Officials in the Department of Health dismissed these charges. One senior civil servant said the policy would benefit patients by bringing many services out of hospital – which would make it easier to access healthcare. "It is a pain to turn up for hospital and wait for 45 minutes for a blood test. Far better that you could walk into a local Boots or Lloyds chemist or a local health centre and get it done."
The civil servant, who briefed on the condition of anonymity, also said that the new policy would promote innovation – highlighting the "Tony Blair example". He pointed out that the former prime minister's abnormal heart rhythms could today be treated by using the telephone to measure the heart beats and give an instant diagnosis, followed by a call from a nurse advising on whether the patient needed to "go to hospital or not". "You could cut dramatically the number of hospital admissions like this."
He also pointed out that major savings could be made, citing the example of chronic leg wounds, where the NHS pays out £18,000 per patient over four years, often without curing them.

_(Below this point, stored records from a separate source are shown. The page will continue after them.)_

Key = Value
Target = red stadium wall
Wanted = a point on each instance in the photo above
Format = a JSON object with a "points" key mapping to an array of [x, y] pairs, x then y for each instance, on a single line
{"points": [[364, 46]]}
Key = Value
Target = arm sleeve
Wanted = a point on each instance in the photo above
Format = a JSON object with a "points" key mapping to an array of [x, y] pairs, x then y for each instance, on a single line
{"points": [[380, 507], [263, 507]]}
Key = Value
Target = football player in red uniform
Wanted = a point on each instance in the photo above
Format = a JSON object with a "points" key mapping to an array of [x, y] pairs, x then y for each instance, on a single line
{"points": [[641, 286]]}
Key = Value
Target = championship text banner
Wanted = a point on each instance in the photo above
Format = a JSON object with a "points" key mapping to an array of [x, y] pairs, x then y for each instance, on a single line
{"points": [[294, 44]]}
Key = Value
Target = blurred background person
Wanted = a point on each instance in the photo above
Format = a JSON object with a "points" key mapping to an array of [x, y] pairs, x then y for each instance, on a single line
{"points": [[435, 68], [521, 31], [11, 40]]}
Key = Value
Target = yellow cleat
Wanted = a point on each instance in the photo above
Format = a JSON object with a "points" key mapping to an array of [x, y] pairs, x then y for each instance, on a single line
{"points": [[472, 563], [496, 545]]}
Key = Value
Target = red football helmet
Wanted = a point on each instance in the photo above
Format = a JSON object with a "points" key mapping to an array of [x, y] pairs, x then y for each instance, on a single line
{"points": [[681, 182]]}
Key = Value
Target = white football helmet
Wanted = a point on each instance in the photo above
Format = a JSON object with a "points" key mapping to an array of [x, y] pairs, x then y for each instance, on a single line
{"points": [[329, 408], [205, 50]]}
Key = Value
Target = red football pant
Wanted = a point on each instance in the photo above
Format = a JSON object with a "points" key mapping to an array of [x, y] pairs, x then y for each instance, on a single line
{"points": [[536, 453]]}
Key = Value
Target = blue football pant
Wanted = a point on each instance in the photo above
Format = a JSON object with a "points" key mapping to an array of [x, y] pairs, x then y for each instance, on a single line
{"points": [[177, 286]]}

One not-for-profit company – Wound Healing Centre in Sussex – manages to treat patients successfully for £720.
To underline the commitment to the new policy, Lansley's commissioning tsar, Dame Barbara Hakin, said the NHS must push ahead with the agenda to offer patients more choice despite the financial challenges and the period of "significant transition". The NHS has to save £20bn over the next four years in efficiencies.
Labour disputed the gains, saying the policy was just a step towards privatisation. John Healey, the shadow health secretary, said: "The Tory-led government is pushing ahead with its wasteful and unnecessary NHS reorganisation, rather than focusing on improving patient care. David Cameron's plans for the NHS are not about giving more control to patients, but setting up a full-scale market."